INGRATITUDE, then, is constitutional, and inseparable from human nature, but it ought not to fill us with surprize, because it is no new discovery—It has ever been invariably the characteristick of man. Is not the page of antiquity distained with blood of those who ought to have received honour and adoration? Behold the brilliant race of the world’s benefactors: Consider their benevolent actions, and regard their ungrateful return—these benefactors, who have been sent from Heaven to inform and entertain mankind, to defend the world from the arm of tyranny, and to open the gates of salvation, have been despised, and banished, and poisoned and crucified.
BEHOLD the support of the Roman power, the invincible Belisarius! who protected his country from the ravage of the Huns, and displayed the Roman eagle in every quarter of the globe! Behold him fall a sacrifice to malice, to faction and ingratitude! Behold him cast out by the country he had defended, and for which he had wasted his life to protect and honour, and left alone to deplore his unfortunate condition, when he was old, and blind, and naked and miserable!

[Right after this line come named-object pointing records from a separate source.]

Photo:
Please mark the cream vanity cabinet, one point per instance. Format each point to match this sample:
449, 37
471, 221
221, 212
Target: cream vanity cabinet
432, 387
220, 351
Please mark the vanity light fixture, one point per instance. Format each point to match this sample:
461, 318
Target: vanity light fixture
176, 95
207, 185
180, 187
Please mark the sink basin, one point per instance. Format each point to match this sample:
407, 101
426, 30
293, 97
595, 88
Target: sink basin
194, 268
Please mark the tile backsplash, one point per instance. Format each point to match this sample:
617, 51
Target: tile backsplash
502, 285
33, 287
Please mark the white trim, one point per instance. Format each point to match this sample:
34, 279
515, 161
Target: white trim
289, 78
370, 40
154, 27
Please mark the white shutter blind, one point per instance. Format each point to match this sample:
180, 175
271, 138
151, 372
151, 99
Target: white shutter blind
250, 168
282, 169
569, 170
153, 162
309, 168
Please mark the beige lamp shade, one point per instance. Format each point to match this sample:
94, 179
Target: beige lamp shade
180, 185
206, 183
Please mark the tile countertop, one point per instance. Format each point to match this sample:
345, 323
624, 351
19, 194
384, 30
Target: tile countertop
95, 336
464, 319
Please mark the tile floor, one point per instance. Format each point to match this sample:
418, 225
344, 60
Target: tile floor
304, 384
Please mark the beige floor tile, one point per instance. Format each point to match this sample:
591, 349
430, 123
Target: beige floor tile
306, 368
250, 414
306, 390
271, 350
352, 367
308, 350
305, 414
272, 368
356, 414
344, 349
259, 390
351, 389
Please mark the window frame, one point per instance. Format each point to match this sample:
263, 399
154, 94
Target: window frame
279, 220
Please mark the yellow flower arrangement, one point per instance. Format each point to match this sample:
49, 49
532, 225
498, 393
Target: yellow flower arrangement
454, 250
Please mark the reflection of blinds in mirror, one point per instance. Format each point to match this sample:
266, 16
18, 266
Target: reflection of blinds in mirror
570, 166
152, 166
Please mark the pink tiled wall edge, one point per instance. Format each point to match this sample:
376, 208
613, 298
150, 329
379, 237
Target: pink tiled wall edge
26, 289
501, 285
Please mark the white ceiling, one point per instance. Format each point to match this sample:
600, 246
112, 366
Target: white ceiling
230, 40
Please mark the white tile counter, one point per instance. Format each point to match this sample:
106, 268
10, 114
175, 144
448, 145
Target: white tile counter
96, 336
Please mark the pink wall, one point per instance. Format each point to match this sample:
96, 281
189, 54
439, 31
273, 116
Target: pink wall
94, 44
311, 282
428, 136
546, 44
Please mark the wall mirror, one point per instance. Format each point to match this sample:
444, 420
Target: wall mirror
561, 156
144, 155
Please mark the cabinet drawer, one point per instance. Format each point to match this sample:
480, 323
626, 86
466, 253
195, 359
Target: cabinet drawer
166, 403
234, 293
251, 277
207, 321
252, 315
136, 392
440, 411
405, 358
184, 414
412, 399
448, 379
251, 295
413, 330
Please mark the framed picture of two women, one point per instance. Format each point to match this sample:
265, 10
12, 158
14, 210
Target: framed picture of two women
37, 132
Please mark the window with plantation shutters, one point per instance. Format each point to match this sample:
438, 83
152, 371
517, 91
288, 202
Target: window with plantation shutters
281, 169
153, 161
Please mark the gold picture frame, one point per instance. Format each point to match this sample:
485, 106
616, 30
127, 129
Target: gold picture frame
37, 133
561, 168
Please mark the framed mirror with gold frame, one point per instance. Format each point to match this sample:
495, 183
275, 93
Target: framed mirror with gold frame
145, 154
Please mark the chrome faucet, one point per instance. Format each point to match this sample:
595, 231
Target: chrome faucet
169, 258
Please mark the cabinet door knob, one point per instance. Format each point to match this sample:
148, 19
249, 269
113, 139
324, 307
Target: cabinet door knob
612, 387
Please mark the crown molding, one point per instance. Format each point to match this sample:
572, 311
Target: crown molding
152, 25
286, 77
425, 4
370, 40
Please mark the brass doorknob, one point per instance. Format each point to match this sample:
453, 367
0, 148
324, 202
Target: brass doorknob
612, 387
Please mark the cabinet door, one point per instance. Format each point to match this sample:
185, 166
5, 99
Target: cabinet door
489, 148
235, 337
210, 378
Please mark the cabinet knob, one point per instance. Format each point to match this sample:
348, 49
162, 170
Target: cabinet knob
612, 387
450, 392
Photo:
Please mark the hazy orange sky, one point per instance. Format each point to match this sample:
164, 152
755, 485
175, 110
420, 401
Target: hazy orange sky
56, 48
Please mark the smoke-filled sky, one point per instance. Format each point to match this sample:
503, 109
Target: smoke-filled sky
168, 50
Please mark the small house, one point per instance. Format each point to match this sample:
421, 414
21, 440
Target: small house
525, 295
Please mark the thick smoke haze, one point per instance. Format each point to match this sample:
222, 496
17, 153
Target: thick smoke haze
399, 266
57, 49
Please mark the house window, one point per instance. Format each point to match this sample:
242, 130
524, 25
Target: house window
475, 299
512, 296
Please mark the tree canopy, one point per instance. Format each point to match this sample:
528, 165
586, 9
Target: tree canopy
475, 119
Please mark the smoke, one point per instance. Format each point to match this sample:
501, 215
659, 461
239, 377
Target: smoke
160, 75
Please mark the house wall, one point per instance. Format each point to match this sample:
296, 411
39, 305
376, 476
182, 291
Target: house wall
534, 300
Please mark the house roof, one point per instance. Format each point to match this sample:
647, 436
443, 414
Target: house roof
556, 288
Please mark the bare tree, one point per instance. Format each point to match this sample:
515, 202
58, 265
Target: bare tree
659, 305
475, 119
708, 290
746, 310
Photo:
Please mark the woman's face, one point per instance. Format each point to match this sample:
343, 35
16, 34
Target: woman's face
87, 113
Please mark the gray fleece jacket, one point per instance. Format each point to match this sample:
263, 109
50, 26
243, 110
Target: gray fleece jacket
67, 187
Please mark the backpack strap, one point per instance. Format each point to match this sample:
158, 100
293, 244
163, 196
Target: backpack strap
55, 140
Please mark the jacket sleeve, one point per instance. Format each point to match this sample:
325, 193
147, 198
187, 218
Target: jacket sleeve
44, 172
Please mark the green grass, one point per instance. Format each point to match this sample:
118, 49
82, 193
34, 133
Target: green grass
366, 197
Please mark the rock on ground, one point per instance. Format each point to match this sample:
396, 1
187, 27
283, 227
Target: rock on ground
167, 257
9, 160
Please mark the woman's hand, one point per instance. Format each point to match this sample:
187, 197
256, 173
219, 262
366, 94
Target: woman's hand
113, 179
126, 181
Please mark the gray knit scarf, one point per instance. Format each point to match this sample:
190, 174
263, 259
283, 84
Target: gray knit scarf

UNFORTUNATE is the man who trusts his happiness to the precarious friendship of the world—I every day become more of a misanthrope, and see nothing to increase my desire of living, but your esteem and affection. I want advice, but am too proud to let the world know I am weak enough to be under obligation to anyone else.
THAT you may never want friends or advice, is the sincere prayer of
Yours &c.
LETTER LIV.
Harrington to Worthy.
Boston.
ALL the scenes of my past life return fresh upon my memory. I examine every circumstance as they pass in review before me—I see nothing to cause any disagreeable or unwelcome sensations—no terrour upbraids—no reproaching conscience stings my bosom as I reflect on the actions that are past. With her I expected happiness—I have expected a vain thing—for there is none—She is gone—gone to a far country—she is preparing a place for me—a place of unutterable bliss—But oh! an immeasurable gulph lies between us—Who can tell the distance that separates us? What labour—what toil—what pain must be endured in traversing the thorny paths that lead to her blessed abode?—And will she not receive me in those happy regions with as much joy—with as sincere a welcome—if I cut short my journey?—And will not the Eternal Dispenser of Good, pardon the awful deed that frees me from this world of misery—the deed by which I obtrude myself into his divine presence?
WHY must I wait the lingering hand of the grisly messenger to summon me to the world above?